The Board of Supervisors learned about the city’s plan from a resident during discussions about a triple-fence project along the U.S.-Mexico border.
“I feel pretty safe and comfortable in saying that the Board of Supervisors does not favor putting a liquid waste dump on our property,” Chairwoman Pam Slater-Price said after the meeting. “If it’s such a good idea, maybe the city wants to put it on (its) own property.”
Michael Handal, projects manager for the city’s Engineering Department, which is proposing the basin, said the proposal is only a concept.
The idea is to build a basin on 12 acres across Smuggler’s Gulch, a steep canyon east of Border Field State Park, to trap sediment and trash from both sides of the border. The basin, south of Monument Road, would intercept solid materials, which would either be removed or recycled, he said.
“We’re still looking for funding for this project and eventually will be working with the county of San Diego and other agencies to build it,” he said.
“There’s nothing really other than a concept and when funding becomes available we’ll pursue doing more studies and engineering for the project.”
Handal said the city has had discussions about the proposed basin with employees in the county’s Parks and Recreation Department.
But a department spokeswoman said such discussions never took place.
“We have had general flood control and erosion conversations about the Tijuana River Valley because we share responsibilities in that area, but we’ve never had any specific discussions about the sedimentation basin,” said Amy Harbert, a parks and recreation spokeswoman.
“All I can say in working with the city in the past that we’ve had a very cooperative relationship, and we hope with this project and future projects that we’ll be able to maintain that cooperative relationship.”
Supervisor Dianne Jacob said the city’s proposal is outrageous.
“I was blindsided,” she said. “You don’t plan dumps on other people’s property, at least not without telling them what you have in mind.”
Robert Beken, who informed the supervisors about the proposal yesterday, said he learned about the project at an International Water and Boundary Commission meeting in Imperial Beach in October.
He said Handal gave a PowerPoint presentation on the project.

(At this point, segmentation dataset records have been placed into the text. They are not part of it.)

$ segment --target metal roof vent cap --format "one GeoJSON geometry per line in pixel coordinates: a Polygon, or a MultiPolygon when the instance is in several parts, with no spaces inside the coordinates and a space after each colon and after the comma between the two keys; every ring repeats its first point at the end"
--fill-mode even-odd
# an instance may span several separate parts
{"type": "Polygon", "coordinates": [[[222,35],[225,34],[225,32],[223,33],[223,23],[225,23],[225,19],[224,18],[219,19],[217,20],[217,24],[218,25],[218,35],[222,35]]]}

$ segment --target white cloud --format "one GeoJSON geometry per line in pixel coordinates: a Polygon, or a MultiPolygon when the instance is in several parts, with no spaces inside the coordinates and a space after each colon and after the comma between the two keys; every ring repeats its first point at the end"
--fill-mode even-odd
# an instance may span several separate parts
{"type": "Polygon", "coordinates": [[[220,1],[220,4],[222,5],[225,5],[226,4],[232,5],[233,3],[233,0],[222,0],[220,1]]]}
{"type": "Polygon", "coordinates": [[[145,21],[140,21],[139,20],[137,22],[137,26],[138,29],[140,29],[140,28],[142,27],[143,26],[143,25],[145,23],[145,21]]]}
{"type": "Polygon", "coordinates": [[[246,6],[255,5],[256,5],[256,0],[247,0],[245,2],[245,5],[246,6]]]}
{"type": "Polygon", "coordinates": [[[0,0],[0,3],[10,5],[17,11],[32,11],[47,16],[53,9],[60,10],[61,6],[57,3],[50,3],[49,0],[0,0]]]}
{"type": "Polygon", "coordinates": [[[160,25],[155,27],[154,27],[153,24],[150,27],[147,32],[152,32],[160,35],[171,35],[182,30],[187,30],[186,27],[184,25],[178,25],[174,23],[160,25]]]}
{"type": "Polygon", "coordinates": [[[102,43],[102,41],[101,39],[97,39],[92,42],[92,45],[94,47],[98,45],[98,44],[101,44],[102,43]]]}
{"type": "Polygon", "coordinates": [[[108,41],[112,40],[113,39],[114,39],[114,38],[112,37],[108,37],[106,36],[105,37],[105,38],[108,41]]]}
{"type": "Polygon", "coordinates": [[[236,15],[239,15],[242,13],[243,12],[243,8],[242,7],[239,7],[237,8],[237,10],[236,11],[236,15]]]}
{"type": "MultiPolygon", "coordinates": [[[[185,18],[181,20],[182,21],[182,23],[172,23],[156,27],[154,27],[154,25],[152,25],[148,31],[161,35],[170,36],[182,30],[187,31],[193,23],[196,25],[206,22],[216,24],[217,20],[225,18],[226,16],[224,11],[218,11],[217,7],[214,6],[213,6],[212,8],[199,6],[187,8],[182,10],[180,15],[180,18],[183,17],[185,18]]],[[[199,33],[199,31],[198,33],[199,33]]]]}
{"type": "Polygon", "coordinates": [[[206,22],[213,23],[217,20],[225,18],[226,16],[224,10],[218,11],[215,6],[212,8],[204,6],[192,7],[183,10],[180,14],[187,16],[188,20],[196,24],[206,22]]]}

Beken, a security consultant, photographed the presentation. He showed some of the slides to the supervisors yesterday.
“Certainly it’s surprising to me that (the city) would have very sophisticated planning documents all prepared when they’ve not yet contacted us to say, ‘Would you be interested in working on this project jointly?’ “ Slater-Price said.
“It’s very surprising to me that they would take that approach. It seems extremely unsophisticated and rather nervy.”
Supervisor Ron Roberts agreed.
“How it could have gotten this far is beyond me,” he said. “I think it’s a symptom of a very poor management process.”